L'assemblea di Mediobanca è convocata per lunedì 16 giugno con l'obiettivo di ratificare l'offerta pubblica d'acquisto su Banca Generali. Manca poco, quindi. Ma ciò che ne verrà fuori ancora è complicato da prevedere. Se Alberto Nagel conta sull'appoggio del mercato e ha dalla sua i giudizi favorevoli dei principali consulenti per il voto, Glass Lewis e Iss, i maggiori azionasti potrebbero adottare una strategia diversa. Tra gli attori in scena ci sono Francesco Caltagirone, recentemente salito al 10% della partecipazione, e Delfin, la holding degli eredi Del Vecchio che detiene il 19,8% del capitale sociale. Delfin potrebbe optare per l'astensione, che di fatto sarebbe un voto negativo in assemblea, dato che per essere approvata la proposta necessita del consenso della maggioranza delle azioni rappresentate. C’è poi la missiva inviata alcuni giorni fa dall'amministratore delegato di Banca Generali, Gian Maria Mossa, direttamente a Mediobanca. Mossa ha espresso l'intenzione della propria azienda di rimanere estranea alle trattative per l'intesa industriale nel settore bancassurance e wealth management, elemento fondamentale per la creazione del polo italiano nel risparmio gestito. Una comunicazione che arriva dopo l’annuncio di fine aprile di Nagel e il lancio dell'Ops: “Ci siederemo attorno a un tavolo con Banca Generali e le Generali per definire gli accordi di collaborazione”.

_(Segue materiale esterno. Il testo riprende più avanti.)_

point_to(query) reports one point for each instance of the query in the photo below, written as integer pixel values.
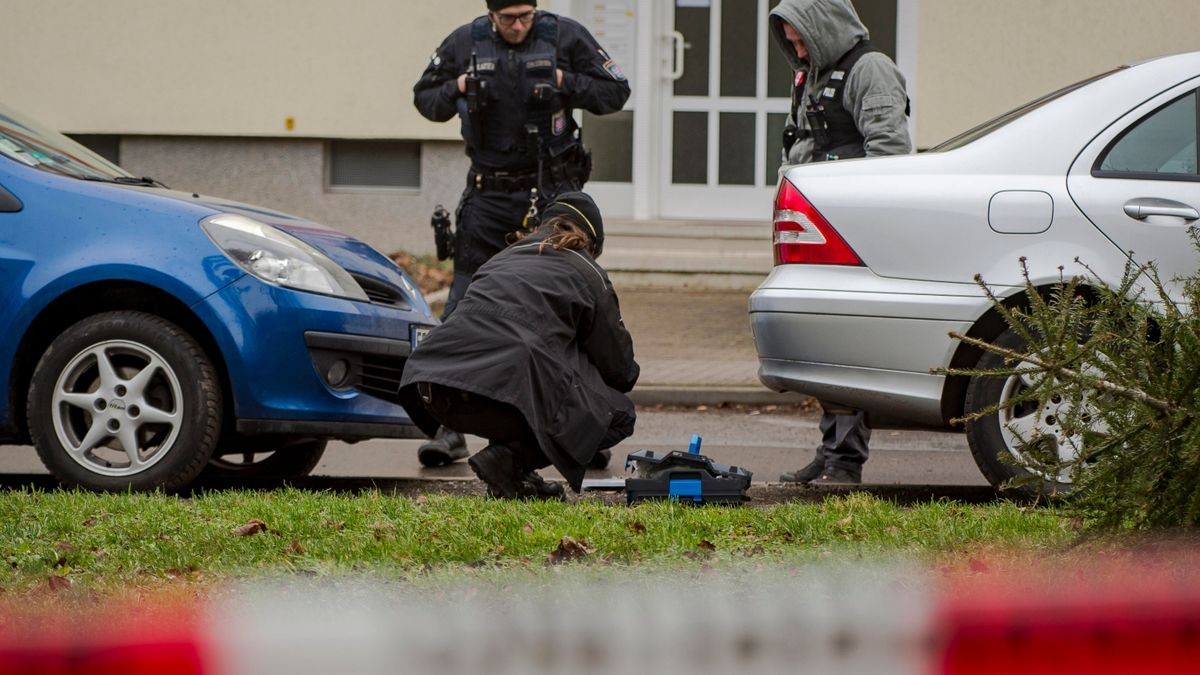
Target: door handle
(1146, 207)
(677, 41)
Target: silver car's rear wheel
(1030, 447)
(124, 400)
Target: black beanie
(496, 5)
(580, 209)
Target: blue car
(150, 335)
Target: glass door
(724, 108)
(726, 96)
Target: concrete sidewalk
(684, 288)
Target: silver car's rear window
(996, 123)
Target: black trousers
(485, 223)
(504, 424)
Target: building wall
(288, 174)
(981, 58)
(226, 67)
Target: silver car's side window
(1163, 144)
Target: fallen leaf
(570, 549)
(252, 526)
(383, 531)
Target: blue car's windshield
(29, 143)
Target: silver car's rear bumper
(849, 336)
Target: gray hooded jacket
(875, 88)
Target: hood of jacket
(829, 29)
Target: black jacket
(496, 137)
(541, 332)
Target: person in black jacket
(535, 358)
(513, 77)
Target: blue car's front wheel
(125, 401)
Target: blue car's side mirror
(9, 202)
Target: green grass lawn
(111, 542)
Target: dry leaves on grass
(58, 583)
(569, 549)
(252, 526)
(429, 278)
(383, 531)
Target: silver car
(875, 258)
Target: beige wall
(979, 58)
(226, 67)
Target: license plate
(419, 334)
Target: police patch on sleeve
(613, 70)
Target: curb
(711, 395)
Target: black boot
(534, 487)
(835, 475)
(445, 447)
(601, 459)
(496, 466)
(807, 475)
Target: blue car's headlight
(279, 257)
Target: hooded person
(849, 99)
(535, 358)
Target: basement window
(373, 165)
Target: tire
(125, 400)
(996, 438)
(265, 459)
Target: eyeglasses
(509, 19)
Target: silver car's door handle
(1146, 207)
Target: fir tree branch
(1068, 374)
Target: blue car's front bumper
(280, 345)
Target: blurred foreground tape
(1139, 614)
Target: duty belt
(502, 181)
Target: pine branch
(1068, 374)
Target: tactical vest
(835, 133)
(515, 124)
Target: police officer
(513, 77)
(849, 101)
(535, 358)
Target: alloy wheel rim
(118, 407)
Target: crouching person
(534, 358)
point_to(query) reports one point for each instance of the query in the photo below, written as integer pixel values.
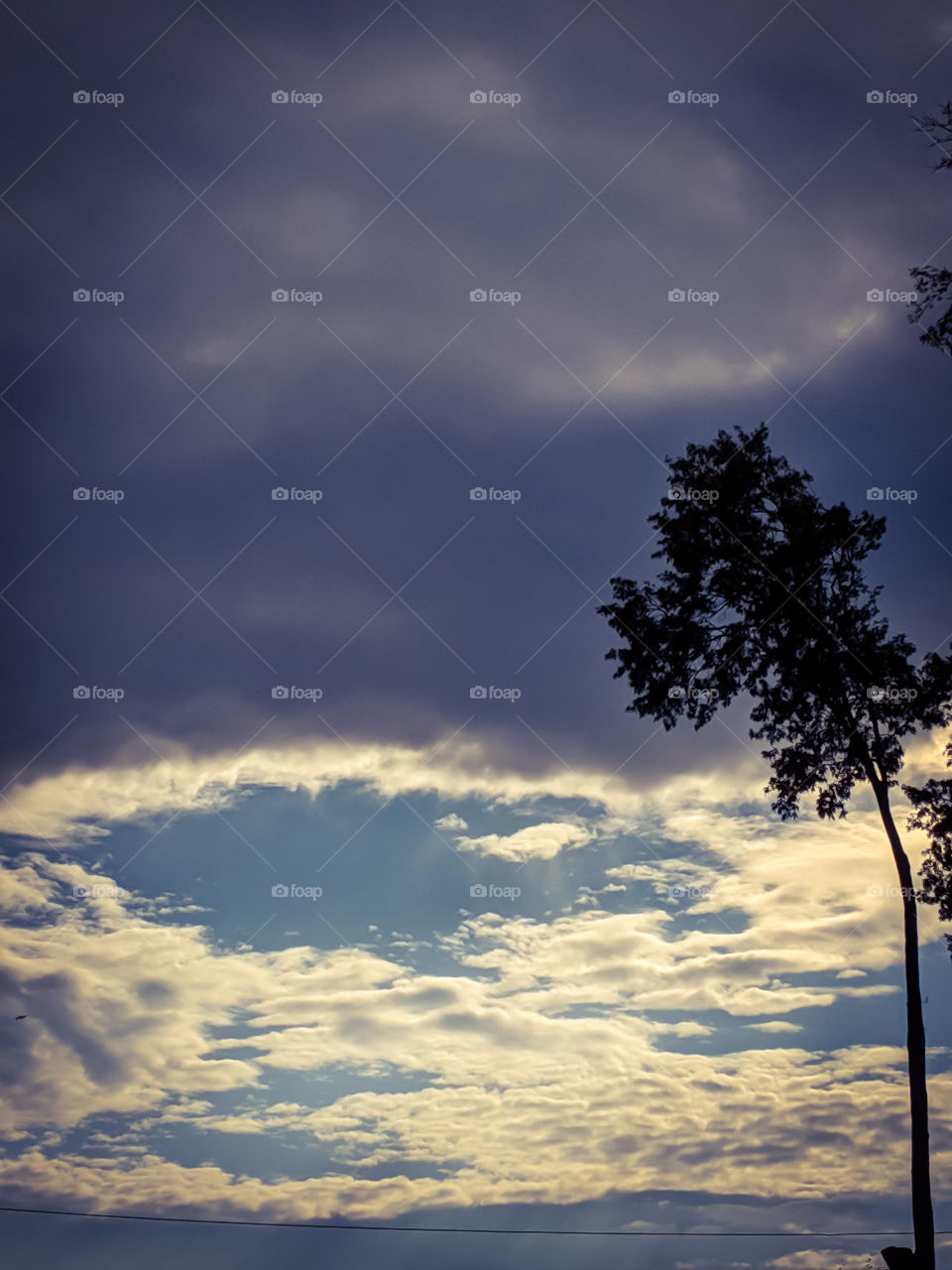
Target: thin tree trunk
(923, 1223)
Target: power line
(466, 1229)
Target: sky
(344, 347)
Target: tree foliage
(933, 284)
(763, 593)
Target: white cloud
(451, 822)
(535, 842)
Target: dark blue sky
(263, 627)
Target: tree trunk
(923, 1223)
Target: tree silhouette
(932, 284)
(762, 593)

La comunicazione è certamente pervenuta prima del documento predisposto da Mediobanca per l'assemblea, dove infatti viene evidenziato che “entro la data di pubblicazione del documento di offerta” si prevede che Piazzetta Cuccia e il Leone raggiugano un'intesa di “partnership strategico-industriale di lungo periodo nei settori della banqueassurance, dell'asset management dell'insure-banking”. Un appunto che aveva indotto Caltagirone a richiedere il differimento dell'assemblea a causa dell’“incompletezza e indeterminatezza dell'offerta su Banca Generali”, specialmente vista la carenza di informazioni sul “contratto tra Mediobanca, Banca Generali e Generali, indispensabile per la fattibilità dell'operazione”. Mediobanca ha risposto evidenziando che le negoziazioni non possono iniziare senza l'autorizzazione dell'assemblea. Mossa ha comunque precisato che, una volta formalizzata l'offerta, il consiglio di amministrazione valuterà la proposta. È tempo di strategie: con una presenza prevista di circa l'80%, Nagel può contare sul supporto di circa il 25% del capitale detenuto dal mercato, il 10,5% del patto di consultazione e il 2% di Unipol. Insieme a Caltagirone potrebbero allinearsi gli enti previdenziali con circa il 5% del capitale e i Benetton con il 2,2%. Oltre agli indecisi, sui quali si intensifica la pressione dei procacciatori di deleghe, l'elemento decisivo potrebbe essere rappresentato da UniCredit. Andrea Orcel mantiene riservate le proprie intenzioni, ma sui mercati molti sostengono che direttamente o indirettamente abbia acquisito una piccola quota anche in Piazzetta Cuccia. Nel frattempo il vicepremier Antonio Tajani è tornato a discutere del Golden power: “Ho dei dubbi sull'esistenza dei rischi per la sicurezza nazionale”, ha detto a Milano Finanza riguardo all'intervento governativo sulla fusione Unicredit-Banco Bpm, specificando che “Forza Italia ha manifestato sin da subito delle riserve sulla base giuridica del provvedimento”.